Gray v. Stegner
This text of 160 F. App'x 32 (Gray v. Stegner) is published on Counsel Stack Legal Research, covering Court of Appeals for the Second Circuit primary law. Counsel Stack provides free access to over 12 million legal documents including statutes, case law, regulations, and constitutions.
Opinion
SUMMARY ORDER
Plaintiff Clive Gray appeals from a judgment of the United States District Court for the District of Vermont (Jerome J. Niedermeier, Magistrate Judge), entered March 2, 2005, granting defendants’ motion for summary judgment and dismissing plaintiffs complaint.

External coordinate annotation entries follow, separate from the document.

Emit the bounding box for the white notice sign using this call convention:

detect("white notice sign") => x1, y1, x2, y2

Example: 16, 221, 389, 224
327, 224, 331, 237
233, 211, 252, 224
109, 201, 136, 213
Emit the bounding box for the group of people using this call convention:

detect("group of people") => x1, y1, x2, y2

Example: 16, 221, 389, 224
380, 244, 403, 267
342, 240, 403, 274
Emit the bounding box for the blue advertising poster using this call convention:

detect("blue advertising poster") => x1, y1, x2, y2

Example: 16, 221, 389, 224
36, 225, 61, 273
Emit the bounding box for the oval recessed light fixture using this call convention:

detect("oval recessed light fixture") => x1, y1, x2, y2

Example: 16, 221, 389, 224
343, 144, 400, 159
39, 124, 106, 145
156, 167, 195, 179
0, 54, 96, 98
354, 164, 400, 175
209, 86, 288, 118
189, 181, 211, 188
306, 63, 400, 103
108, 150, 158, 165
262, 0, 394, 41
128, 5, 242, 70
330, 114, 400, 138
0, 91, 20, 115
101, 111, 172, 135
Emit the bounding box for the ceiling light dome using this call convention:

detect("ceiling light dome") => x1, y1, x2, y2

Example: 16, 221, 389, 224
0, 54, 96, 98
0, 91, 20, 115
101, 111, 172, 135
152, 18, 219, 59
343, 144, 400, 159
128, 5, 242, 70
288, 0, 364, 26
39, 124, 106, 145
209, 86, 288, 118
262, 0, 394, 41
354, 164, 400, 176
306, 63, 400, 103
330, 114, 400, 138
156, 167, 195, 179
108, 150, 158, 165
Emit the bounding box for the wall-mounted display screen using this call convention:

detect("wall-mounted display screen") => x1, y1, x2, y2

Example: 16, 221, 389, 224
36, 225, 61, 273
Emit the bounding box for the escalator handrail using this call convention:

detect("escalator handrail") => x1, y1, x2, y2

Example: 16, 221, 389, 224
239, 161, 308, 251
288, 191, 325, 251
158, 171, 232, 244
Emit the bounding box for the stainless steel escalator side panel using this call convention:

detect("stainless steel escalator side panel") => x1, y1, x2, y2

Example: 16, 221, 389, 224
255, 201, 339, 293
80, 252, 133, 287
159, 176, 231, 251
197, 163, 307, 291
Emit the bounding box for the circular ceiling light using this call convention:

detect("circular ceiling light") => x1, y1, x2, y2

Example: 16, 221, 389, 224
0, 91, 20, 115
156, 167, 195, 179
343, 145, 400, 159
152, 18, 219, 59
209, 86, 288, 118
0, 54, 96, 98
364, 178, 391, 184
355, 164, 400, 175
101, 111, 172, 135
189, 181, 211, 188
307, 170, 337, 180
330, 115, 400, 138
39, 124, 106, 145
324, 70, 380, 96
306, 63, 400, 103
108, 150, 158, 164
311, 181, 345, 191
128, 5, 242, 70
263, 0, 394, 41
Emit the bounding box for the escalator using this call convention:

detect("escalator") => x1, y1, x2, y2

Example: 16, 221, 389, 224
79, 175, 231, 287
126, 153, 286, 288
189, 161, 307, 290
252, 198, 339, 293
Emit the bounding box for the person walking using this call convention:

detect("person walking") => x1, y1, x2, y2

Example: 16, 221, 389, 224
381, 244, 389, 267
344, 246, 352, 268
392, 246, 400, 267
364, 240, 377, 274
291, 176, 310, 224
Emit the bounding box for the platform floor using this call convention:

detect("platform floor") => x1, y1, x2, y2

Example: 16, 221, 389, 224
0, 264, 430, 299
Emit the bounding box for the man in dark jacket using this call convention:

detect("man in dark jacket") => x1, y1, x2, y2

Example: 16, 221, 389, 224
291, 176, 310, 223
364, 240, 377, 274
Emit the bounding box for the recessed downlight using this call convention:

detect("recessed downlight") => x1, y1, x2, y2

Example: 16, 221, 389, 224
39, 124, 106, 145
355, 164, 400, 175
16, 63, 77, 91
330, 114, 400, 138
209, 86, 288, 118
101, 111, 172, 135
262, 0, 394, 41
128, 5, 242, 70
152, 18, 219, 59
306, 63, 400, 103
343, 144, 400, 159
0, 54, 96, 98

We assume the parties’ familiarity with the underlying facts and procedural history.
Plaintiff brought the instant diversity action seeking specific enforcement of a right of first refusal and the voiding of a sale transferring certain property from defendants Page and Lynn Stegner to defendant Penny Rainey. In an opinion dated January 14, 2005, Magistrate Judge Niedermeier rejected plaintiffs claims, concluding, inter alia, that (1) the operative language in the deed gave plaintiff a preemptive right to purchase the property in question, Gray v. Stegner, No. 03 Civ. 92, Opinion & Order, at 13-19 (D.Vt. Jan. 14, 2005); (2) once an offer to purchase the property had been made by defendant Rainey, plaintiffs preemptive right ripened into an option to purchase the property at the same price and under the same material terms as Rainey, id. at 22-23; (3) plaintiff failed to exercise his option to purchase the property “in a proper and timely manner” because he had not, at any time, proposed “an alternative, definite, closing date” as part of his purported offer to purchase, id. at 24-28; and (4) plaintiffs failure to act was not excused by any actions taken by the Stegners in an effort to frustrate plaintiffs performance, id. at 29-35. As a result, the Magistrate Judge granted defendants’ motion for summary [34]*34judgment, denied plaintiffs motion for summary judgment, and dismissed plaintiffs case in its entirety. Id. at 37.
Based on our independent assessment of the parties’ submissions, the applicable case law, and the record on appeal, we conclude that the court below did not err in dismissing plaintiffs complaint.1
Accordingly, for substantially the reasons stated by the Magistrate Judge, the judgment of the District Court is hereby AFFIRMED.